Health Secretary Jeremy Hunt wants the NHS to be paperless by 2018 - a move a report says could help save the health service billions of pounds a year.

In a speech, Mr Hunt will say a first step is to give people online access to their health records by March 2015.

And by April 2018, any crucial health information should be available to staff at the touch of a button.

PwC suggests a potential ?4.4bn could be put back into the NHS with better use of information and technology.

This information technology revolution has been long in the offing.

It was Mr Hunt's predecessor Andrew Lansley who first pledged in 2010 to start an information revolution to ensure patients could use the web to report their experiences, rate NHS organisations and access their records so there would be "no decision about me, without me".
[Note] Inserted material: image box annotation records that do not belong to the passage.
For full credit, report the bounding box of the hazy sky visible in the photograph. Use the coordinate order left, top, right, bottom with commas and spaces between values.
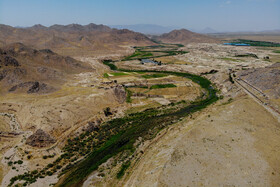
0, 0, 280, 31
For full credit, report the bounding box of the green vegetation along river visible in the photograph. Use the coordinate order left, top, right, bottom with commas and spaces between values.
10, 43, 218, 186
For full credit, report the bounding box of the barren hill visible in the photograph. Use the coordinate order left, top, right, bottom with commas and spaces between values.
155, 29, 218, 44
0, 43, 93, 93
0, 23, 154, 56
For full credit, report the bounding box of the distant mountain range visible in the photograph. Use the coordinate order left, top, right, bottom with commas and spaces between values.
109, 24, 179, 35
153, 29, 219, 44
0, 23, 154, 56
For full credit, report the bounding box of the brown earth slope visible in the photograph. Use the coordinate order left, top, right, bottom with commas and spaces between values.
155, 29, 218, 44
0, 23, 154, 56
0, 43, 93, 93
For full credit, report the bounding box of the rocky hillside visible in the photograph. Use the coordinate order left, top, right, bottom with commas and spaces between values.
155, 29, 218, 44
0, 43, 93, 93
0, 23, 154, 56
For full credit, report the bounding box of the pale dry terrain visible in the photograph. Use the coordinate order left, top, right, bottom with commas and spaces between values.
123, 95, 280, 186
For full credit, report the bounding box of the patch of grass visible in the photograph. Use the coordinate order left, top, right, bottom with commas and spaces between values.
117, 161, 131, 179
235, 53, 259, 58
150, 84, 177, 89
103, 73, 109, 78
141, 73, 168, 79
110, 72, 127, 76
102, 60, 118, 70
220, 57, 240, 62
125, 88, 132, 103
122, 44, 188, 61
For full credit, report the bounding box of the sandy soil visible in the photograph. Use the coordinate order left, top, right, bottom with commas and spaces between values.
124, 96, 280, 186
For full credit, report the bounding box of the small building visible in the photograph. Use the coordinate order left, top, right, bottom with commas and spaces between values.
140, 59, 161, 66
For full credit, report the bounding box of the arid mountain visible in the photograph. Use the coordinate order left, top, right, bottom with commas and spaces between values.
0, 23, 154, 56
155, 29, 218, 44
0, 43, 93, 93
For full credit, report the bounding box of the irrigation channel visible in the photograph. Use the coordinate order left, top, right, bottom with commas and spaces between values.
10, 44, 219, 186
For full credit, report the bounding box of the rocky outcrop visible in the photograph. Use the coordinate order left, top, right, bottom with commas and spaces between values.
0, 56, 19, 67
113, 85, 126, 103
9, 81, 54, 94
26, 129, 56, 147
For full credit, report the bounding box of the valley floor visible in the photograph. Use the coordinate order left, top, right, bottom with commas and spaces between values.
122, 94, 280, 186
http://www.bbc.co.uk/news/health-21033984

These things always seem to assume that everyone has access to the internet


----------



## Vicsetter (Jan 16, 2013)

Any supposed saving would be gobbled up by expenditure on IT consultants writing more rubbish software for the NHS.  Not to mention the increase time that GPs would have to spend typing up notes, instead of scribbling them down.


----------



## Northerner (Jan 16, 2013)

Vicsetter said:


> Any supposed saving would be gobbled up by expenditure on IT consultants writing more rubbish software for the NHS.  Not to mention the increase time that GPs would have to spend typing up notes, instead of scribbling them down.



Absolutely - the NHS computerisation project was the biggest in the world and was abandoned. Some of the dreadful project management I heard about would make you weep - massive waste at every stage. 

Plus, they have been talking about the 'paperless office' since the early 1980s - last place I worked used tons of it!


----------



## trophywench (Jan 16, 2013)

Attending a meeting at DUK - about something else, about 12 months ago  - at the end of the scheduled agenda we were asked the question - did we WANT to have access to our health records?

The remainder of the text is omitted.